I find that the parents who are afraid to discipline their children end up having all kinds of problems, throughout childhood and adolescence, from their offspring. If Kyra wants to throw a fit and scream and make a fool of herself because she can’t stay in the bouncy-house as long as she wants to (which, believe me, is forever; she’d move in, if she could), that’s fine. We’re still leaving, and now, she’s not getting any reward for being a “big girl”, and coming nicely, when it was time to go home. I’m not about to give in and let her stay on it longer, to avoid being embarrassed, and this is a huge issue, in parenting.

Then, you have the part-time parent problem. You guys know what I mean. This is where the parent who only gets the kid on weekends, wants to give in and break up the schedule, because s/he is afraid of being a “jerk”, for the limited time they have, together. This is a hard one to tackle. Children need limits, and the problem they have with punishments and consequences for their infractions, are very short-lived, whereas the lesson learned, by the enforcement of these limits (most notably, that you LOVE them enough to do so) are long-term and essential to their development as people.
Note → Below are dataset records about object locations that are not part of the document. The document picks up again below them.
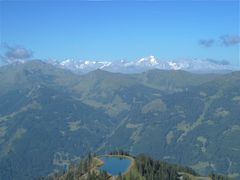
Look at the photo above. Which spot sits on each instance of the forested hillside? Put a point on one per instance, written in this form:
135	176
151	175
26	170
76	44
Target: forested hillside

We parents must start to step up and take responsibility for the proper care of our children, because all of their experience starts at home. We must be a good example, not just set one. We may not have the time to play, or we may be exhausted after work ( I know; I play all day at work, with kids about Kyra’s age, and then come home and play, too), but that doesn’t matter. If we flop around on the couch in front of the TV; that’s all our kids will do. If we want to feed them crap from the freezer section because it’s just too hard to boil a pot of water and saute some veggies in olive oil and garlic, what can we expect, but, childhood obesity and heart problems? If they know we love them enough to be truly selfless with our time and attention, we can’t go wrong in being exactly what our children need, to grow up well and strong and bright.